Produzione ancora ferma: nonostante le commesse, i bus li fanno ancora in Turchia
Novembre doveva essere il mese della ripartenza. Sedici mezzi da costruire, altri 32 nei due mesi successivi. Ma non è andata così. E in Breda, a quasi tre anni dalla nascita di Industria italiana autobus, la produzione resta ferma. Con prospettive che diventano sempre più tetre: «Siamo alla canna del gas», sintetizza il segretario regionale della Fiom Bruno Papignani. Un paradosso, per un gruppo che ha commesse per circa 400 autobus, anche di Tper. Ma nessuno di questi viene prodotto nello stabilimento di via San Donato. A beneficiarne è lo stabilimento in Turchia.
Eppure ne basterebbe una piccola parte per arrivare a produrre a pieno regime: «La Breda con 130 autobus ce la farebbe», calcola Papignani. D’altra parte sono lontani i tempi in cui lo stabilimento occupava 850 dipendenti. Ora a libro paga sono in 154, venti in meno di quelli che si contavano a primavera. Di loro, una cinquantina sono gli impiegati, tra cui 38 al lavoro. Drammatica la situazione per gli operai: sono cento, lavorano in una decina a rotazione. In via San Donato arrivano solo pochi bus da sistemare e la ristrutturazione dello stabilimento, attaccano i sindacati, procede ancora a rilento.
Ma dopo mesi di braccio di ferro con l’ad Stefano Del Rosso, ora la rabbia delle sigle si rivolge soprattutto a Roma. La speranza degli ultimi mesi era nell’intervento di un soggetto pubblico - si parlava della Cassa depositi e prestiti - per entrare nella compagine societaria e sostenere così l’attività dello stabilimento. «Ma non ci sono notizie», tuona Papignani. E questo, è la tesi dei sindacati, significa che questo tipo di operazione non ci sarà.
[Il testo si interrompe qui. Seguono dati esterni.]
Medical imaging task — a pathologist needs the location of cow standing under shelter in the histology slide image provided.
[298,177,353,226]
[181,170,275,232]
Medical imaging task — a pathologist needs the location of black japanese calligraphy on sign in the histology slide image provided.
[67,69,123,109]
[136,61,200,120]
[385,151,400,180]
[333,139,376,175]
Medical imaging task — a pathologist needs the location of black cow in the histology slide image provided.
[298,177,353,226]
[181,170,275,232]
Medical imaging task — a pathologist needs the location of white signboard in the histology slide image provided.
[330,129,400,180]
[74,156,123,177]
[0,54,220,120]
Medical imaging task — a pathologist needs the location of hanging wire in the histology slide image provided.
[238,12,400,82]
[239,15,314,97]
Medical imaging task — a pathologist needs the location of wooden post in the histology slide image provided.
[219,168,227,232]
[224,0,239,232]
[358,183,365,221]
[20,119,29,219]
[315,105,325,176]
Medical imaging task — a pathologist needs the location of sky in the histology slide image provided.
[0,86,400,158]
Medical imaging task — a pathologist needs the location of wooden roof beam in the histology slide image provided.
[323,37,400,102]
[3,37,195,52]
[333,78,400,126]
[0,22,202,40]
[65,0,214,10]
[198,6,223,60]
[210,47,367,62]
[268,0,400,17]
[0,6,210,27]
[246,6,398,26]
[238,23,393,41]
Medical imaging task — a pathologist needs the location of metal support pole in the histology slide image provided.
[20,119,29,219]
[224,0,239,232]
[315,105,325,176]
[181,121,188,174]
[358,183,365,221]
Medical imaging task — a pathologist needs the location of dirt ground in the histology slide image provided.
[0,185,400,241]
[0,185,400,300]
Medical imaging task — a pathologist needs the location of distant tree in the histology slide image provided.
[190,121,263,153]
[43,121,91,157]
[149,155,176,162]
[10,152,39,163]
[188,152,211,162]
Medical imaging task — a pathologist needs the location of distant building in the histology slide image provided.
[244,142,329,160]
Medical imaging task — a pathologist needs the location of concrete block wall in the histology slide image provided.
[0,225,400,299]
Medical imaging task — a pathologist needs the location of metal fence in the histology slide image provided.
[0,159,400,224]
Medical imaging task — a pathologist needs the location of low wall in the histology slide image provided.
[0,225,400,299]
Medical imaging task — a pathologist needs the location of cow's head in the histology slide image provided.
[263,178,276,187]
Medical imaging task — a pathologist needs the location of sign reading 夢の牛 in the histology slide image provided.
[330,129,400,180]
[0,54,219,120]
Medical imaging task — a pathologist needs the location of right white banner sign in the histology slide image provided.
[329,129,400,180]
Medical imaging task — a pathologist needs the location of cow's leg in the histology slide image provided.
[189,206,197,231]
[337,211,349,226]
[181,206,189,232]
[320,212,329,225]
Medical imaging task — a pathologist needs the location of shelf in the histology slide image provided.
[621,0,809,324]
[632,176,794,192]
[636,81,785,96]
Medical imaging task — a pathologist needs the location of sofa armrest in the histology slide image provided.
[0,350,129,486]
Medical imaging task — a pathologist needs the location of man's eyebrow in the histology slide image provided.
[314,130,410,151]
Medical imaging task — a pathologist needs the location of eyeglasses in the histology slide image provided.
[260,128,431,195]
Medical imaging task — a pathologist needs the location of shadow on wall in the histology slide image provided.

Motivo per cui ora i rappresentanti dei lavoratori sperano di essere riconvocati al Ministero dello Sviluppo economico. E che si presenti anche Finmeccanica, per ora ancora azionista di minoranza.
Intanto i lavoratori restano in cassa integrazione fino al 31 dicembre, con la speranza che almeno l’anno prossimo possa partire la solidarietà. Per farlo, però, serve che la produzione a Bologna riprenda. Qui le sigle chiamano in causa la Regione e il piano trasporti. La richiesta a viale Aldo Moro è di intervenire sulle gare pubbliche per incentivare la produzione in Italia: «Bisogna trovare il modo affinché le aziende che costruiscono in EmiliaRomagna o in Italia abbiano un punteggio superiore a parità di qualità, sicurezza e prezzo», auspica il leader delle tute blu Cgil. Perché, sostiene Marino Mazzini della Fim Cisl, «il rischio è che la Regione investa pesantemente sul trasporto e che i bus non vengano fatti in Regione e nemmeno in Italia».
Intanto alla crisi della Breda si sono aggiunte le difficoltà della Vapor Europe di Sassuolo, azienda produttrice di componenti ferroviarie in mano a una multinazionale che ora vuole delocalizzare la produzione e licenziare 30 dipendenti su 50. E sul tavolo restano anche le difficoltà di altre realtà storiche come Motori Minarelli a Calderara e Demm a Porretta Terme.«Prima di dire che in questa Regione va tutto bene ci diano una mano a risolvere questi problemi», attacca Papignani.